I'm not sure if updating login_for_access_token would allow us to use a single oauth2_scheme for users who sign in with either ORCID or username/password

# auth.py
oauth2_scheme = OAuth2PasswordOrClientCredentialsBearer(tokenUrl="token")

# user.py
async def get_current_user(
    token: str = Depends(oauth2_scheme)
# ...
dwinston commented 10 months ago

reference discussion with fastapi maintainer's input: https://github.com/tiangolo/fastapi/discussions/9137#discussioncomment-5157382

dwinston commented 10 months ago

some hacking around: https://github.com/microbiomedata/nmdc-runtime/compare/333-playground?expand=1

dwinston commented 10 months ago

I was just thinking we could overload the current client_credentials flow to recognize an orcid jwt supplied as client_id and empty client_secret.

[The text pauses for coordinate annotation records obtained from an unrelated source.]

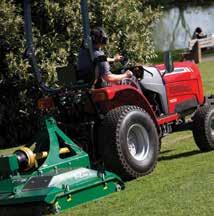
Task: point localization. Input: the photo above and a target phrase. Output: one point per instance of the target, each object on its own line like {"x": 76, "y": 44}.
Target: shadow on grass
{"x": 181, "y": 155}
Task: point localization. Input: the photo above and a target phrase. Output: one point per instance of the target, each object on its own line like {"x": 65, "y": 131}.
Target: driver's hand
{"x": 118, "y": 58}
{"x": 129, "y": 74}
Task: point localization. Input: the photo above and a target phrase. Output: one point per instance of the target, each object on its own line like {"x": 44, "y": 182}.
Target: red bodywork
{"x": 184, "y": 85}
{"x": 183, "y": 88}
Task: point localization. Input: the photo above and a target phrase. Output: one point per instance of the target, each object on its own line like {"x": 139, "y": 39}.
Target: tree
{"x": 57, "y": 32}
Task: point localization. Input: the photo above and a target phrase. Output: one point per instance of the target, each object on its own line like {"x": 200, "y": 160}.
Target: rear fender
{"x": 119, "y": 95}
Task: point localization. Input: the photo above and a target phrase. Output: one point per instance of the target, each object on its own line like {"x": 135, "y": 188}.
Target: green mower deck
{"x": 59, "y": 182}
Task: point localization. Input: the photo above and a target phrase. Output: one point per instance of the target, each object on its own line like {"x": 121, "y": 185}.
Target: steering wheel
{"x": 131, "y": 81}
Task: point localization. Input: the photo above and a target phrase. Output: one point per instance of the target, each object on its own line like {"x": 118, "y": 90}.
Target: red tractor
{"x": 121, "y": 126}
{"x": 134, "y": 116}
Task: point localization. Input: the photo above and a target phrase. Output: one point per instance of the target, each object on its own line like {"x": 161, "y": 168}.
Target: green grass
{"x": 182, "y": 183}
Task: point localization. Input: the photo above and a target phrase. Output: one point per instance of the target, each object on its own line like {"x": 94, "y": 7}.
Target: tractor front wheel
{"x": 128, "y": 142}
{"x": 203, "y": 128}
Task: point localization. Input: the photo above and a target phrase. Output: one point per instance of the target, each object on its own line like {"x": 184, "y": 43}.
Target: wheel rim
{"x": 138, "y": 142}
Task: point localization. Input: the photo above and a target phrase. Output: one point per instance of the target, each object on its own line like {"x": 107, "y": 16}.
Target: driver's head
{"x": 99, "y": 36}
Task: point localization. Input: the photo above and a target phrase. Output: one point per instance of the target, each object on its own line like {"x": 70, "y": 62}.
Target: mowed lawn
{"x": 182, "y": 183}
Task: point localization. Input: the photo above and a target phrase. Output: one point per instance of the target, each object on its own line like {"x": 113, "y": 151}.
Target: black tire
{"x": 119, "y": 145}
{"x": 203, "y": 128}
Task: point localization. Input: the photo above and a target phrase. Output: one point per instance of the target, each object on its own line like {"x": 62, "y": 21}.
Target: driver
{"x": 102, "y": 66}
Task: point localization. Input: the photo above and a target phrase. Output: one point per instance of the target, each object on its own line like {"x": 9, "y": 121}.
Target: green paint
{"x": 61, "y": 183}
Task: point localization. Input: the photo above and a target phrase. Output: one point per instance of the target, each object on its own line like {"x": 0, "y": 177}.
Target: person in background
{"x": 198, "y": 34}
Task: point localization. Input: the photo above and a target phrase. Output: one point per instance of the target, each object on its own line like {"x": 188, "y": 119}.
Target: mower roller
{"x": 116, "y": 128}
{"x": 54, "y": 179}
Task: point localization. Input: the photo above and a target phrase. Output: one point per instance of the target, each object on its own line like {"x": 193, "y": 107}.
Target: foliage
{"x": 57, "y": 32}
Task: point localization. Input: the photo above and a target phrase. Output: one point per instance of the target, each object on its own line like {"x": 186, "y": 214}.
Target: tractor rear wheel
{"x": 128, "y": 142}
{"x": 203, "y": 128}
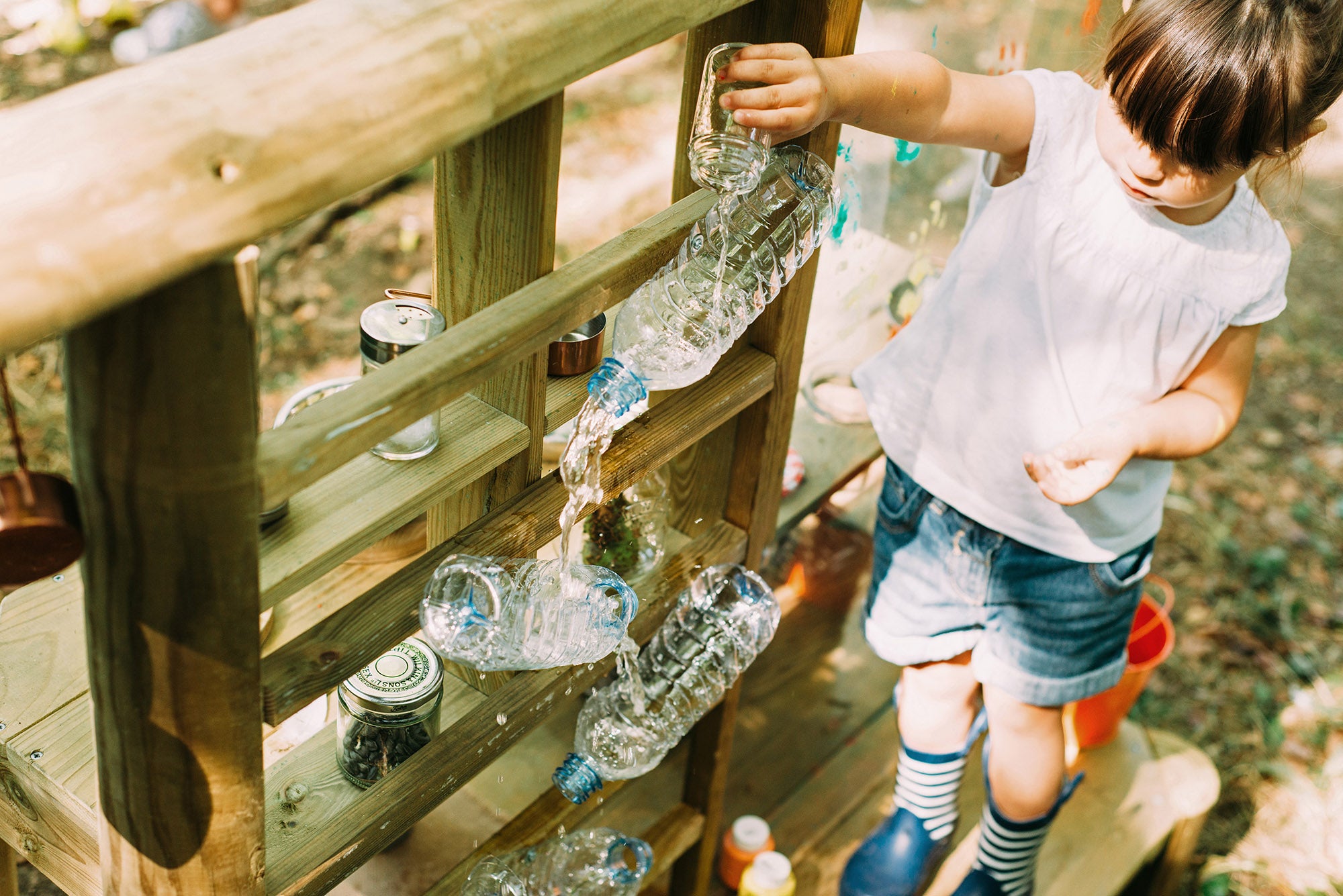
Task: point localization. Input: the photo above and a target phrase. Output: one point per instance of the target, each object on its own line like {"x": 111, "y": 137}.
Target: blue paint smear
{"x": 848, "y": 200}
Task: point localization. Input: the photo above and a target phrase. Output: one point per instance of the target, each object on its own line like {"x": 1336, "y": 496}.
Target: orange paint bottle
{"x": 747, "y": 839}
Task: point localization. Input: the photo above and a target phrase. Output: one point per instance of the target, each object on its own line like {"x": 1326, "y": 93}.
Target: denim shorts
{"x": 1043, "y": 628}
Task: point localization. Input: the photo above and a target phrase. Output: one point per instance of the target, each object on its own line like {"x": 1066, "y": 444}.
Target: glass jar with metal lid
{"x": 387, "y": 330}
{"x": 387, "y": 711}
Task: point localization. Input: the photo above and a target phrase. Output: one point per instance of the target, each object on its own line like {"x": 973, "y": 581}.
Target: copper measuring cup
{"x": 40, "y": 515}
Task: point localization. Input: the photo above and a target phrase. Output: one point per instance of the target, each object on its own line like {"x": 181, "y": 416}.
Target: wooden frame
{"x": 173, "y": 472}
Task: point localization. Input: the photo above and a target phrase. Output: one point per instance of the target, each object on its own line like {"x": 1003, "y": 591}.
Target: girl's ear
{"x": 1314, "y": 129}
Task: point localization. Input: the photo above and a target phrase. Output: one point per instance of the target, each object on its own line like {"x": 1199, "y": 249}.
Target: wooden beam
{"x": 495, "y": 200}
{"x": 163, "y": 421}
{"x": 334, "y": 836}
{"x": 344, "y": 642}
{"x": 336, "y": 430}
{"x": 212, "y": 148}
{"x": 370, "y": 498}
{"x": 757, "y": 451}
{"x": 9, "y": 871}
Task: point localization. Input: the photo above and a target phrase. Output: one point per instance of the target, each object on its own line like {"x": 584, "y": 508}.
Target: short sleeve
{"x": 1066, "y": 115}
{"x": 1274, "y": 301}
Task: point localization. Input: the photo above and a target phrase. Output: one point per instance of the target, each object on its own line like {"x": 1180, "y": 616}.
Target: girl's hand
{"x": 1075, "y": 470}
{"x": 796, "y": 97}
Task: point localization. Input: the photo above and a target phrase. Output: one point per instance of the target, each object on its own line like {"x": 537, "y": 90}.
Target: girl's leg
{"x": 938, "y": 703}
{"x": 1027, "y": 762}
{"x": 1025, "y": 769}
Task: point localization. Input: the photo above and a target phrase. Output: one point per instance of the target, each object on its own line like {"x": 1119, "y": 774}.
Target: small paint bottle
{"x": 769, "y": 875}
{"x": 743, "y": 842}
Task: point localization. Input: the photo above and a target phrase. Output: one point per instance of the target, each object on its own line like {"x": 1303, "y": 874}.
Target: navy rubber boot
{"x": 1009, "y": 847}
{"x": 900, "y": 856}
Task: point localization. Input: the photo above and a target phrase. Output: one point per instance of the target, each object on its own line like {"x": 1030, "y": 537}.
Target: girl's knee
{"x": 1009, "y": 717}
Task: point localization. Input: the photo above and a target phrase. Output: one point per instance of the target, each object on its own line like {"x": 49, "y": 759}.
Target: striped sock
{"x": 927, "y": 785}
{"x": 1008, "y": 850}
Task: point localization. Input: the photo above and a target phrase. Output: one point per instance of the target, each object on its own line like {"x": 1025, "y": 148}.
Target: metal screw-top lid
{"x": 393, "y": 328}
{"x": 402, "y": 682}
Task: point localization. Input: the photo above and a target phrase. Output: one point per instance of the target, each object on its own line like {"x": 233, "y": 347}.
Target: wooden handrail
{"x": 123, "y": 183}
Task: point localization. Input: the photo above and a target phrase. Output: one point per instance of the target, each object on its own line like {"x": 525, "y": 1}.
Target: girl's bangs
{"x": 1197, "y": 91}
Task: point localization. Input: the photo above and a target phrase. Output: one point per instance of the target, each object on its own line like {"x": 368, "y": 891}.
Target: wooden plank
{"x": 761, "y": 444}
{"x": 166, "y": 460}
{"x": 495, "y": 200}
{"x": 346, "y": 424}
{"x": 9, "y": 871}
{"x": 42, "y": 651}
{"x": 541, "y": 820}
{"x": 675, "y": 834}
{"x": 351, "y": 826}
{"x": 49, "y": 781}
{"x": 336, "y": 95}
{"x": 351, "y": 638}
{"x": 370, "y": 498}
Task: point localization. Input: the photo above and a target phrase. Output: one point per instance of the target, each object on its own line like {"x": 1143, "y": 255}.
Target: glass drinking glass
{"x": 725, "y": 156}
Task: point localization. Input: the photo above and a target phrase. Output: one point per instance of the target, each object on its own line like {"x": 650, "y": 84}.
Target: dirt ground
{"x": 1252, "y": 534}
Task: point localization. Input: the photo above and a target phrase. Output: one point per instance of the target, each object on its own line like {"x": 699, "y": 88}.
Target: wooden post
{"x": 163, "y": 430}
{"x": 761, "y": 442}
{"x": 495, "y": 200}
{"x": 9, "y": 871}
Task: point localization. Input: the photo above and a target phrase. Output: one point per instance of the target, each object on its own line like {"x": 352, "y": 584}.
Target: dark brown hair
{"x": 1220, "y": 83}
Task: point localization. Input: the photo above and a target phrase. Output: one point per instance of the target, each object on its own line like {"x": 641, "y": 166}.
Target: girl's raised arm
{"x": 902, "y": 94}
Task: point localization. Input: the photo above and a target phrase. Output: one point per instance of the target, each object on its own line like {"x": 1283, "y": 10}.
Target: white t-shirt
{"x": 1064, "y": 302}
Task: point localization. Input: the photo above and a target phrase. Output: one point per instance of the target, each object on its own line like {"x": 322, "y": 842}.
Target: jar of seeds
{"x": 387, "y": 711}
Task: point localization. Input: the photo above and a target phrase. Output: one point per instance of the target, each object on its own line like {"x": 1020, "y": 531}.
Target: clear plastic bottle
{"x": 585, "y": 863}
{"x": 722, "y": 623}
{"x": 499, "y": 613}
{"x": 676, "y": 326}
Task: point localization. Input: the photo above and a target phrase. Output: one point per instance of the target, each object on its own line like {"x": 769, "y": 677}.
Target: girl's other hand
{"x": 1078, "y": 468}
{"x": 796, "y": 97}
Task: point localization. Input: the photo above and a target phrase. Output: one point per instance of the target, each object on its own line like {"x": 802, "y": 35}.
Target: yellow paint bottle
{"x": 769, "y": 875}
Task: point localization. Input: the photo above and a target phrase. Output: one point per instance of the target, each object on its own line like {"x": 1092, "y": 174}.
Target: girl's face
{"x": 1181, "y": 193}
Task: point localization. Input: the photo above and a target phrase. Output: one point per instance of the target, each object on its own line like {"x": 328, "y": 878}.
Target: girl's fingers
{"x": 772, "y": 97}
{"x": 773, "y": 51}
{"x": 774, "y": 119}
{"x": 770, "y": 71}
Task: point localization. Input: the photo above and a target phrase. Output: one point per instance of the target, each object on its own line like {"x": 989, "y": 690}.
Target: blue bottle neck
{"x": 617, "y": 388}
{"x": 577, "y": 780}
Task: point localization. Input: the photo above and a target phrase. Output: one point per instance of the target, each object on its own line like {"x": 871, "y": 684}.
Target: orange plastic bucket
{"x": 1095, "y": 721}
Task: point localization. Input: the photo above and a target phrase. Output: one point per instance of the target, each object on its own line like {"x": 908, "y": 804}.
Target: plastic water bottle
{"x": 585, "y": 863}
{"x": 496, "y": 613}
{"x": 722, "y": 623}
{"x": 676, "y": 326}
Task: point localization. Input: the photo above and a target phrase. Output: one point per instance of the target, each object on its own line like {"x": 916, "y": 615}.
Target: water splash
{"x": 581, "y": 470}
{"x": 628, "y": 671}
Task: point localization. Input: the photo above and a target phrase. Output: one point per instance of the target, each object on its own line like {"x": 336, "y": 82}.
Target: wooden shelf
{"x": 299, "y": 666}
{"x": 369, "y": 498}
{"x": 336, "y": 827}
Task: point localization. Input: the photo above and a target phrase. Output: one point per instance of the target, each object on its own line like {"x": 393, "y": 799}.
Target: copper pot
{"x": 40, "y": 517}
{"x": 578, "y": 350}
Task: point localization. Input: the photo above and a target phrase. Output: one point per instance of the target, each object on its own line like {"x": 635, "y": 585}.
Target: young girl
{"x": 1097, "y": 322}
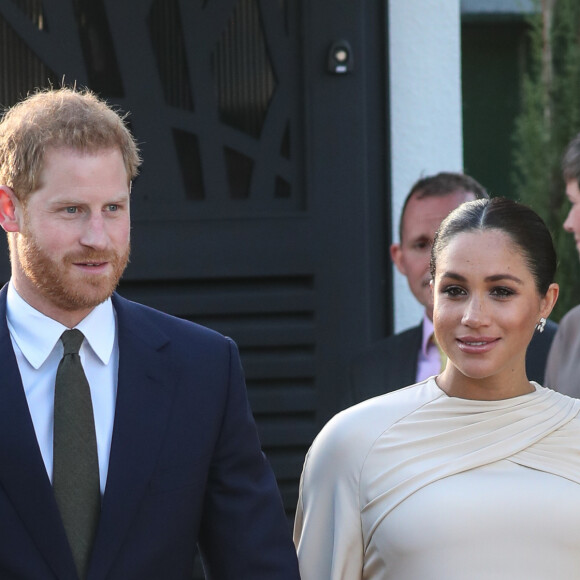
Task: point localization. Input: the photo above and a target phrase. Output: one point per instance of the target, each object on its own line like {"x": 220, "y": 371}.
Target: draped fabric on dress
{"x": 375, "y": 456}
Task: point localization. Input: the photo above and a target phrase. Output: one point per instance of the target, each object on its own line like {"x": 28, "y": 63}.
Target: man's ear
{"x": 397, "y": 257}
{"x": 9, "y": 210}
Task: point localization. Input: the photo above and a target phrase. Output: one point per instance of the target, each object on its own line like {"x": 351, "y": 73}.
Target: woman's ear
{"x": 9, "y": 210}
{"x": 549, "y": 300}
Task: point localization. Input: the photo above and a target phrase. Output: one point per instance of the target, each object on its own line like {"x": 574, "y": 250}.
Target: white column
{"x": 425, "y": 115}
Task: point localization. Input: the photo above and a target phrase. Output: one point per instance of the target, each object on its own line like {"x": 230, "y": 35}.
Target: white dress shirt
{"x": 38, "y": 349}
{"x": 429, "y": 359}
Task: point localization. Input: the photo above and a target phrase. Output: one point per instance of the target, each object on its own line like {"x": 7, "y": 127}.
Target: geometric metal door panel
{"x": 260, "y": 208}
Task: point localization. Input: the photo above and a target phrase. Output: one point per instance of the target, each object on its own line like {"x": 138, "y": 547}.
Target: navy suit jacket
{"x": 185, "y": 467}
{"x": 391, "y": 363}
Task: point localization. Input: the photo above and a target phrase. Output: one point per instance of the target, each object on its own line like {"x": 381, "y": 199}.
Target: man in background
{"x": 412, "y": 355}
{"x": 563, "y": 368}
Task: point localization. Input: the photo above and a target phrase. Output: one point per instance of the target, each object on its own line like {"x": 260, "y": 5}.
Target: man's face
{"x": 70, "y": 244}
{"x": 572, "y": 222}
{"x": 412, "y": 255}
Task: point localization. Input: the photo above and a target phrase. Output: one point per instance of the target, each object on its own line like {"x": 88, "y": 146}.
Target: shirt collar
{"x": 427, "y": 334}
{"x": 36, "y": 334}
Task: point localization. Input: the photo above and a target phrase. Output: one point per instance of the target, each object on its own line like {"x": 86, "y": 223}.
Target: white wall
{"x": 425, "y": 101}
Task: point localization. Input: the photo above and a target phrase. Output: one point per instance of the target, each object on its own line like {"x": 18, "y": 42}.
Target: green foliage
{"x": 550, "y": 117}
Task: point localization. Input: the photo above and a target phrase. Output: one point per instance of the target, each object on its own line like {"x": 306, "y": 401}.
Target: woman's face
{"x": 486, "y": 305}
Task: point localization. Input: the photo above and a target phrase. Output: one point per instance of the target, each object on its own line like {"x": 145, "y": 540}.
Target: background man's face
{"x": 572, "y": 223}
{"x": 412, "y": 255}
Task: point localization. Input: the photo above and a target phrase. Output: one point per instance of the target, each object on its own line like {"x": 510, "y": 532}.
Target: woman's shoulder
{"x": 352, "y": 432}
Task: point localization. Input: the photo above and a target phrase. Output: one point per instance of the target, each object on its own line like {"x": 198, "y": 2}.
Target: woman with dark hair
{"x": 474, "y": 473}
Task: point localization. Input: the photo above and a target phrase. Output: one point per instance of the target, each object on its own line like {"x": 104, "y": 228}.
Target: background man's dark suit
{"x": 392, "y": 363}
{"x": 185, "y": 462}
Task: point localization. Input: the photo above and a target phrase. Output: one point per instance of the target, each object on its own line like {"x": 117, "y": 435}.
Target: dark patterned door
{"x": 261, "y": 207}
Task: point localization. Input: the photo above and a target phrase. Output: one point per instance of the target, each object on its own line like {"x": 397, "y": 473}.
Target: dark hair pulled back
{"x": 524, "y": 226}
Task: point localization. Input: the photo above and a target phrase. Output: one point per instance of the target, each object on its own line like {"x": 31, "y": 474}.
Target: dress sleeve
{"x": 327, "y": 530}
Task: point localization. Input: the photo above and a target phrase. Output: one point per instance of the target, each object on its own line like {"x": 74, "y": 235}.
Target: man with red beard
{"x": 177, "y": 460}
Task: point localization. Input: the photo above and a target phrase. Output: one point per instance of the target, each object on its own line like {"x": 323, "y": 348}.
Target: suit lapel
{"x": 144, "y": 396}
{"x": 23, "y": 476}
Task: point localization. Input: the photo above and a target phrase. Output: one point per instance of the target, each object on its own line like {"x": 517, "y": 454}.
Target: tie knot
{"x": 72, "y": 340}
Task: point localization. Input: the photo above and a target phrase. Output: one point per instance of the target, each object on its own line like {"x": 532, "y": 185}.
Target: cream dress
{"x": 416, "y": 485}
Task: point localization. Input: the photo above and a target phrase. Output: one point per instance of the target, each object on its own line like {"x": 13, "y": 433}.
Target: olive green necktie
{"x": 76, "y": 466}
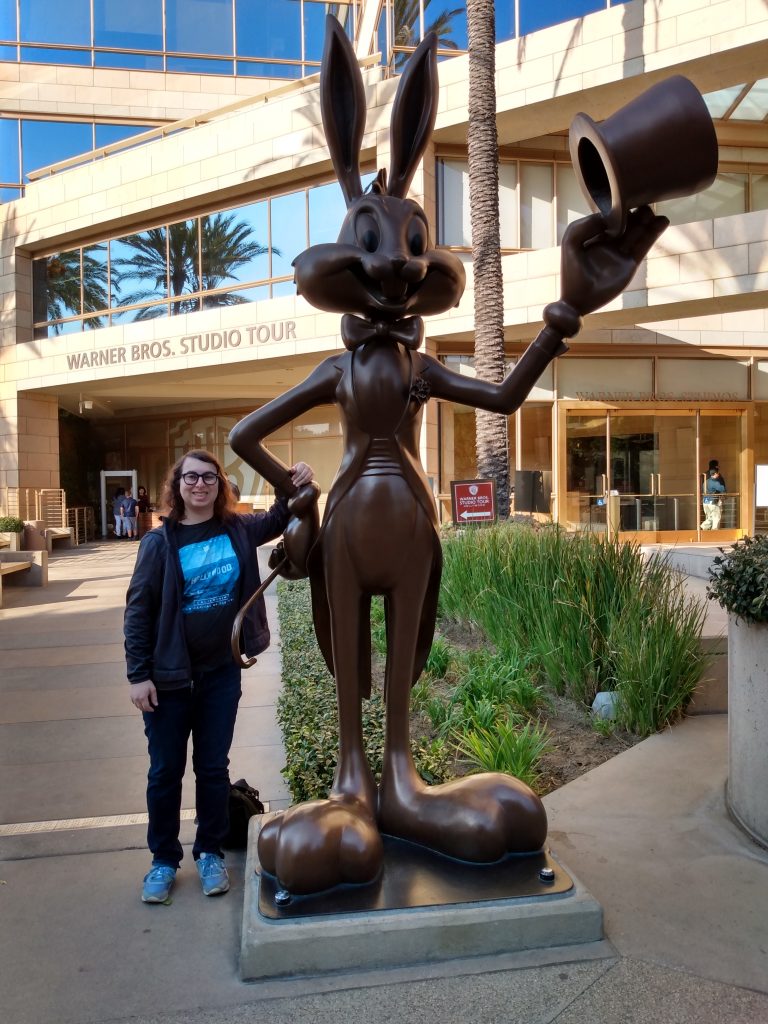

So no new auth flow needed.

shreddd commented 10 months ago

Just catching up here but I'd like to offer some thoughts

  1. We should allow access via both ORCID jwt and client ID/key pairs
  2. The access tokens in the ORCID Oauth flow are for accessing ORCID API which is orthogonal to this effort - I don't think we'll need those?
  3. We should have a single user table under the hood that controls all access and ACLs. I'm thinking of something like this:
Username ORCID (if present) ACLs Client Key (if present) is_admin
myusername 000-323-32323 {coll1: "readwrite", coll2: "readonly" } None False
nersc-wf None {coll2: "readwrite"} dd3f38fy34fbu False

(This is a rough sketch - we can work out the details)

shreddd commented 10 months ago

Also - we can separate out the grants / auth code stuff etc. for now, if there is a simple way to get the ORCID token out of band.

shreddd commented 10 months ago

I think we should look at using the OpenID connect tokens for this, since it allows supports additional parameters like max-age and authentication date. https://github.com/ORCID/ORCID-Source/blob/main/orcid-web/ORCID_AUTH_WITH_OPENID_CONNECT.md

ssarrafan commented 10 months ago

This was discussed at infra sync and is active. Will move to next sprint.